La relève est là!

Le Bel Âge

1 mars 2004

Pour guérir différentes maladies, on a besoin de protéines. Où les trouver ? dans les plantes, notamment, comme nous l’explique une jeune chercheuse... dans les patates !

Pour guérir le diabètee, il faut une protéine, l’insuline, que l’on trouvait jusque dans les années 1980 dans les pancréas de beouf et de porc. Aujoud’hui, on utilise des micro-organismes, par example la levure des insulines identiques à l’insuline humaine.

Règle générale, on extrait les protéines de tissus animaux ou humains. Ce qui est peu pratique. C’est pourquoi la science s’évertue à les trouver ou à les produire ailleurs, notamment dans les plantes. Sauf que les plantes ne possèdent pas ces protèines dont on a besoin ! Il faut donc les y implanter. C’est justement ce qu’explore la jeune biologiste de 26 ans Meriem Benchabane, qui vient de remporter le prix Young Scientist Footsteps, décerné par le Conseil de l’information en biotechnologie du Canada.
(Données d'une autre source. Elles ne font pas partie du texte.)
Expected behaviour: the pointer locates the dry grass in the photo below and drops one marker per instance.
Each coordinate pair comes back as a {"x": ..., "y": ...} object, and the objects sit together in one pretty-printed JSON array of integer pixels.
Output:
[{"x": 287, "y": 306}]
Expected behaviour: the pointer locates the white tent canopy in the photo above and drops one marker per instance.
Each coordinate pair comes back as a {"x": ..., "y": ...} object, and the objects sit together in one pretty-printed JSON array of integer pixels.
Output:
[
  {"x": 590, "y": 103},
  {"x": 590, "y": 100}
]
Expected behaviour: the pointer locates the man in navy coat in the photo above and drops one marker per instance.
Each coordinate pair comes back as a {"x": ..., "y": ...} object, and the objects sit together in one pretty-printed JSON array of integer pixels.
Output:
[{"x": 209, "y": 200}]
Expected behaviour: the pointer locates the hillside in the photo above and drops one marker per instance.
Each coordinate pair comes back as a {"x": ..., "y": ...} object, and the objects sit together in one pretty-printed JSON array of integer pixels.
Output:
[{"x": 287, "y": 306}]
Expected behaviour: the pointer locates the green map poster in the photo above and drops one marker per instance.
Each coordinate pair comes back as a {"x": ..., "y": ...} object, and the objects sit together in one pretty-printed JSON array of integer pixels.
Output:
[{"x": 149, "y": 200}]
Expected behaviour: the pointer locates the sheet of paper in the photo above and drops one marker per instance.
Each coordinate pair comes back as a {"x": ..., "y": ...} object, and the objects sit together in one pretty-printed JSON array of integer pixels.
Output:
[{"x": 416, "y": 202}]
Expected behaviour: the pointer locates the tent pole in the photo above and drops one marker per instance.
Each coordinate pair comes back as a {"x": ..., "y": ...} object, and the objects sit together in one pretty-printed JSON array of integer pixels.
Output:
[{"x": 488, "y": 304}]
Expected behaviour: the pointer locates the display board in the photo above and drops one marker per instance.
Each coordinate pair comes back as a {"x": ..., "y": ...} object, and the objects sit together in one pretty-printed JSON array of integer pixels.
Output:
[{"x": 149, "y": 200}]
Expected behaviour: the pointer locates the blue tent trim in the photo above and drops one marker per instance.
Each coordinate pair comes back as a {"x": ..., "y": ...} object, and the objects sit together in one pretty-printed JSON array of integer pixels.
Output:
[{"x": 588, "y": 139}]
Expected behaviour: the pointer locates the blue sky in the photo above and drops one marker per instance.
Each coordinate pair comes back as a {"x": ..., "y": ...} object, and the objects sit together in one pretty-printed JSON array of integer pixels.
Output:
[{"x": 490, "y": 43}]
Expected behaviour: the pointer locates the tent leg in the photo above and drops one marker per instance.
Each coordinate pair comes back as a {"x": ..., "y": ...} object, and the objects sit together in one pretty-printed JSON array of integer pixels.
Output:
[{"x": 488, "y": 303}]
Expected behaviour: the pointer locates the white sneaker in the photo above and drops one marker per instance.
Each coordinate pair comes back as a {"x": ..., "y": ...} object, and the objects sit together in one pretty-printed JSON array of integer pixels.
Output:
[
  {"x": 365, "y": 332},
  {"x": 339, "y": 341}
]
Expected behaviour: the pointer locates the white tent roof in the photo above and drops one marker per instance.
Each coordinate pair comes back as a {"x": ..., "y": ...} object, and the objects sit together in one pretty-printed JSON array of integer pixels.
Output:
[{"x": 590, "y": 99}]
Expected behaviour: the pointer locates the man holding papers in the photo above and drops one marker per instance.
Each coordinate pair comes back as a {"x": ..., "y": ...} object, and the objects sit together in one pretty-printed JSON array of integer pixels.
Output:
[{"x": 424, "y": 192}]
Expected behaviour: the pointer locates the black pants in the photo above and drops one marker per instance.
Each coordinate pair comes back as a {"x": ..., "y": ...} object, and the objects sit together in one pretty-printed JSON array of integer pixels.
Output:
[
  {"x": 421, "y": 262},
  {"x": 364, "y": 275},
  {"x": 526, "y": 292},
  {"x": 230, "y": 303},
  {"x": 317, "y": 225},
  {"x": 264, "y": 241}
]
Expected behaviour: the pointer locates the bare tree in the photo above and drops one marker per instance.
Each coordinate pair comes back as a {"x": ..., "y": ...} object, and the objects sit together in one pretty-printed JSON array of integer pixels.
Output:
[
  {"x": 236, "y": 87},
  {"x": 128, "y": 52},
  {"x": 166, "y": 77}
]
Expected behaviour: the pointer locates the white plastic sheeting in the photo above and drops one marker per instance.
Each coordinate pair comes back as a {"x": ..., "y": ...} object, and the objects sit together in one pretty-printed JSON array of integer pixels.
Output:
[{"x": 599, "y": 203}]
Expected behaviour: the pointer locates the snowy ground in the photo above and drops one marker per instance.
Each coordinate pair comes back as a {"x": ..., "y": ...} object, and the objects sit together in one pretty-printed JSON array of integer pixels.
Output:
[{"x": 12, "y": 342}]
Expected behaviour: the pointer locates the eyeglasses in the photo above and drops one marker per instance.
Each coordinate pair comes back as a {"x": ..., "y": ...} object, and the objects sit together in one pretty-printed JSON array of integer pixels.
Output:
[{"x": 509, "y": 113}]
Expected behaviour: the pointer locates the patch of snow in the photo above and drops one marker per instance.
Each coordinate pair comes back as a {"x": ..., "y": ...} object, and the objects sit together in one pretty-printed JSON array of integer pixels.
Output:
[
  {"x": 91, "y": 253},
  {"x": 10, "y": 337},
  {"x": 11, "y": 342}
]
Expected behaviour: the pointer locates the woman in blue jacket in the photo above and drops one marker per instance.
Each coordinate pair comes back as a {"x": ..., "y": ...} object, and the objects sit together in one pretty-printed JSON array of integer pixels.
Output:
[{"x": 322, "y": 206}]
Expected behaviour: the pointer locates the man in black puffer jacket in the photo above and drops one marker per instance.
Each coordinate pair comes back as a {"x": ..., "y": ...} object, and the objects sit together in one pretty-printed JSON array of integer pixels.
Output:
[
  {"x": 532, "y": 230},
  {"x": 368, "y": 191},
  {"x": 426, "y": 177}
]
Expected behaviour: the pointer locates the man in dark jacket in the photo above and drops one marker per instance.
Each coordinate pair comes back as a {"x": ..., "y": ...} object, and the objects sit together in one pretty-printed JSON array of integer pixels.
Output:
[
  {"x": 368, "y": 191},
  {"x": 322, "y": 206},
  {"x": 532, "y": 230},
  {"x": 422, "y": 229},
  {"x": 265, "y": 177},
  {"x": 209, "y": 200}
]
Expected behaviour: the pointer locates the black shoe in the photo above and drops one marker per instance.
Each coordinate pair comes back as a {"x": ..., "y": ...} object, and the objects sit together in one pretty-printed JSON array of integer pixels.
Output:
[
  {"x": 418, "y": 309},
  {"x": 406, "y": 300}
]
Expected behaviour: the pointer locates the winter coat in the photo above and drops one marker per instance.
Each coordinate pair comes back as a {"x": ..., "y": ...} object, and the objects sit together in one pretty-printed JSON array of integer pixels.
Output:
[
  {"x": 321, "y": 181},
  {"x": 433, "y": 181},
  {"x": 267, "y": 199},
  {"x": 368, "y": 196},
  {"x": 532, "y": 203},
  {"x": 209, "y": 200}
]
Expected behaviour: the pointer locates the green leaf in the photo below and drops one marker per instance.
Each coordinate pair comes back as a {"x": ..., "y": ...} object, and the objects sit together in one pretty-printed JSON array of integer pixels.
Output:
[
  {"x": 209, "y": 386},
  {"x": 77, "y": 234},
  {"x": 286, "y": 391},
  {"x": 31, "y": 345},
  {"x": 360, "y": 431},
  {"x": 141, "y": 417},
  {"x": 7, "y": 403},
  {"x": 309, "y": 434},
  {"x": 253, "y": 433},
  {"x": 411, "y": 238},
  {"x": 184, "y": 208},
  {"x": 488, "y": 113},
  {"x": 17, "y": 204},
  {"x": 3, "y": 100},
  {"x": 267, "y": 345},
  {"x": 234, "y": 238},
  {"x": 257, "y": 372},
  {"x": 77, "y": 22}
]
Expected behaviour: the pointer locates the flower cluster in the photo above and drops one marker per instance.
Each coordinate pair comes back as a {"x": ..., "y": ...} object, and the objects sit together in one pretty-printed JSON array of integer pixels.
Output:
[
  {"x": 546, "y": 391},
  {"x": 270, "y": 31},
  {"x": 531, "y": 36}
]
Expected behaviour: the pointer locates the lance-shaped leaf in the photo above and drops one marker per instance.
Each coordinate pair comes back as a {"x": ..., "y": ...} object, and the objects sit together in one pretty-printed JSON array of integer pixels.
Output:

Meriem Benchabane travaille actuellement sur des protéines que l’on appelle les serpines. Ces serpines pourraient, éventuellement, être utiles pour produire des médicaments capables de traiter des maladies comme l’emphysème, la cirrhose et la maladie d’Alzheimer. «C’est beaucoup plus long est plus compliqué que ce que l’on pourrait croire d’obtenir des protéines stables utiles à des fins médicales, précise Meriem. Mais je suis optimiste !»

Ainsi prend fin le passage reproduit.